Contested Agency and Authorship in Middle School Girls’ Climate Science Digital Storytelling: Disentangling Individual and Collective Agency

Publication Date

1-1-2022

Document Type

Contribution to a Book

Publication Title

Justice and Equity in Climate Change Education Exploring Social and Ethical Dimensions of Environmental Education

DOI

10.4324/9780429326011-13

First Page

252

Last Page

278

Abstract

Promoting youth agency in science and community action and science identity work has become increasingly a focus of transformative climate change education for equity and justice. However, youth agency is inherently entangled with the agency of their communities. Here, the authors explore the interaction between individual and collective agency through a cross-case analysis of five sixth-grade girls who participated in the second iteration of a climate science and storytelling curriculum as part of a design-based research project. They analyze classroom observations, interviews, surveys, and student artifacts to examine how agency and voice was negotiated through the youths’ positioning of themselves and others during filmmaking. They found creating the film was a productive space to play with possible selves, and that in some cases youths connected to their stories in personally consequential ways.
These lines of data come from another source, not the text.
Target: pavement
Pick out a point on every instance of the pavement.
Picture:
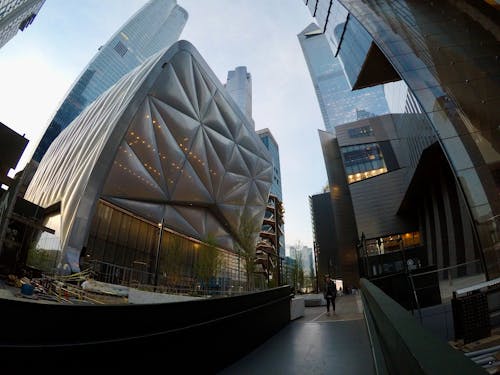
(315, 344)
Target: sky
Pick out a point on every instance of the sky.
(38, 67)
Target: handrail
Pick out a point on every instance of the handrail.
(406, 346)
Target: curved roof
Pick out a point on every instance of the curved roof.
(166, 142)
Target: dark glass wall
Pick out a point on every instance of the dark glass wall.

While overall the girls reported an increased collective agency through the creation of their film, the amount of agency each individual was afforded and the extent to which each voice was heard varied. The authors argue that the relationship between individual and collective agency and voice is complex and at times contentious, and that better articulating of these relationships should be a priority for researchers interested in supporting social transformation and climate change action.